A mishmash of puppets, pixels, stop motion and live action stock footage, Austrian director Johannes Grenzfurthner gives us an insight into his mind and ideology with this cinematic revue about politics.
Mad as a box of frogs but thoroughly entertaining, we learn about freedom, privacy, identity, resistance, the markets, capitalism and the political left and right.
Sometimes in life, you can get the timing just right, there is no fortune telling involved or any strategy employed, you just end up in the right place at the right time. With the current political scandal involving Cambridge Analytics and Facebook, it seems director Johannes Grenzfurthner has struck gold with his timely documentary, Glossary Of Broken Dreams that he managed to make for just $10k.

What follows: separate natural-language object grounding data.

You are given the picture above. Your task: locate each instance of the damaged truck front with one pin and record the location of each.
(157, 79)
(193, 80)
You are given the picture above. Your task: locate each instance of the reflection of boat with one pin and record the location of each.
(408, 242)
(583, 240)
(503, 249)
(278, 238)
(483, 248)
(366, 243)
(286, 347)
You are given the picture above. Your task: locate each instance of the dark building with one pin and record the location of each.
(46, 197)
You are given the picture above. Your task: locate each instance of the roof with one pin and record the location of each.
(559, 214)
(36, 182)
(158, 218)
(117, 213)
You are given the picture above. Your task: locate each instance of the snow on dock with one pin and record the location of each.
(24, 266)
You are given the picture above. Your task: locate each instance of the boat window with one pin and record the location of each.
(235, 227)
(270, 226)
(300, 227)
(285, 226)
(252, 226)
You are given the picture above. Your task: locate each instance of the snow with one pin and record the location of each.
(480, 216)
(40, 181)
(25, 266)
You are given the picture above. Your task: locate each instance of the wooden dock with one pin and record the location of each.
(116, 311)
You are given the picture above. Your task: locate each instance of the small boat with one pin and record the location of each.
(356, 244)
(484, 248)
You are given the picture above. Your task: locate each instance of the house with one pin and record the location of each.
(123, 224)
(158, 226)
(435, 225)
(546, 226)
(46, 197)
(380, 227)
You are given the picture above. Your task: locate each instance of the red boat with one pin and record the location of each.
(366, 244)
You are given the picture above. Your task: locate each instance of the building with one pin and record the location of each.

For those unaware, or have recently been in a coma, the Cambridge Analytical scandal involved mining the details of Facebook users by using personality tests that went viral. This meant that the company had at its disposal the political bias, thoughts, needs, likes, and dislikes of every person who took the test and even their friends who didn’t. This ran into tens of millions of Facebook profiles and this data was used by political parties to target individuals with adverts that may or may not influence their voting intention.
Grenzfurthner himself is our guide through this political minefield, giving us his notes like an angry chorus from the ancient Greek and Shakespearean plays. His film is an unmethodical survey of a gargantuan topic, one that has only grown more so since he began to work on the project. But it doesn’t matter as he forges ahead, using a pick and mix structure that jumps all over the place.
As we follow him on his journey to explain political terms we may not be up to speed with, we are treated to the sights of his friends, puppets, pixels, stop-motion animation, and live-action stock footage, helping us to understand what the hell is going on in the world. He even finds a place for the old Wilhelm Scream to appear too.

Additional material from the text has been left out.